La Fontaine. I know little of the court, and less of the whole nation; but how can this be?

Rochefoucault. It collects all ramblers and gamblers; all the market-men and market-women who deal in articles which God has thrown into their baskets, without any trouble on their part; all the seducers and all who wish to be seduced; all the duellists who erase their crimes with their swords, and sweat out their cowardice with daily practice; all the nobles whose patents of nobility lie in gold snuff-boxes, or have worn Mechlin ruffles, or are deposited within the archives of knee-deep waistcoats; all stock-jobbers and church-jobbers, the black-legged and the red-legged game, the flower of the justaucorps, the robe, and the soutane. If these were spread over the surface of France, instead of close compressure in the court or cabinet, they would corrupt the whole country in two years. As matters now stand, it will require a quarter of a century to effect it.

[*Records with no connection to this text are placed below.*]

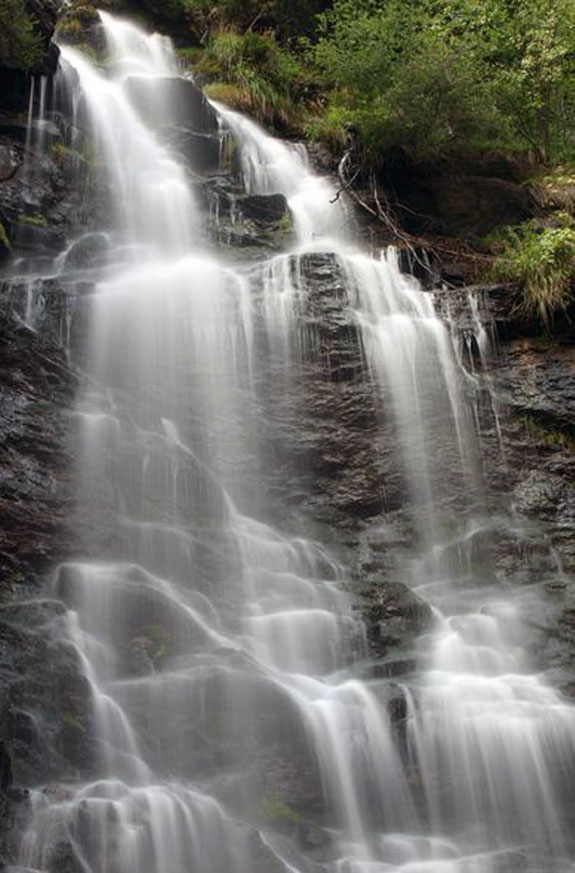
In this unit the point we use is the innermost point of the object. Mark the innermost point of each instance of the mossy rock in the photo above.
(5, 247)
(81, 27)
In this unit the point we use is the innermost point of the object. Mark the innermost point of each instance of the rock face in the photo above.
(328, 459)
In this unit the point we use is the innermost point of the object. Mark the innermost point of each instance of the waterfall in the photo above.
(224, 657)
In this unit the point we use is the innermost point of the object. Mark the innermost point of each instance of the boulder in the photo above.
(172, 102)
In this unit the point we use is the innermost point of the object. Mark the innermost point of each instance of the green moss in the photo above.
(74, 23)
(71, 722)
(541, 260)
(62, 155)
(285, 224)
(155, 641)
(553, 438)
(190, 55)
(35, 220)
(275, 809)
(20, 45)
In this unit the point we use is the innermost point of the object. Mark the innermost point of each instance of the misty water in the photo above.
(224, 654)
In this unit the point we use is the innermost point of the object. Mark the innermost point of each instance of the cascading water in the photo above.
(222, 656)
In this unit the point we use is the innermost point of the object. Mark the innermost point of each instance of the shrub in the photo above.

La Fontaine. Am I not right then in preferring my beasts to yours? But if yours were loose, mine (as you prove to me) would be the last to suffer by it, poor dear creatures! Speaking of cats, I would have avoided all personality that might be offensive to them: I would not exactly have said, in so many words, that, by their tongues, they are flatterers, like men. Language may take a turn advantageously in favour of our friends. True, we resemble all animals in something. I am quite ashamed and mortified that your lordship, or anybody, should have had the start of me in this reflection. When a cat flatters with his tongue he is not insincere: you may safely take it for a real kindness. He is loyal, M. de la Rochefoucault! my word for him, he is loyal. Observe too, if you please, no cat ever licks you when he wants anything from you; so that there is nothing of baseness in such an act of adulation, if we must call it so. For my part, I am slow to designate by so foul a name, that (be it what it may) which is subsequent to a kindness. Cats ask plainly for what they want.

Rochefoucault. And, if they cannot get it by protocols they get it by invasion and assault.

La Fontaine. No! no! usually they go elsewhere, and fondle those from whom they obtain it. In this I see no resemblance to invaders and conquerors. I draw no parallels: I would excite no heart-burnings between us and them. Let all have their due.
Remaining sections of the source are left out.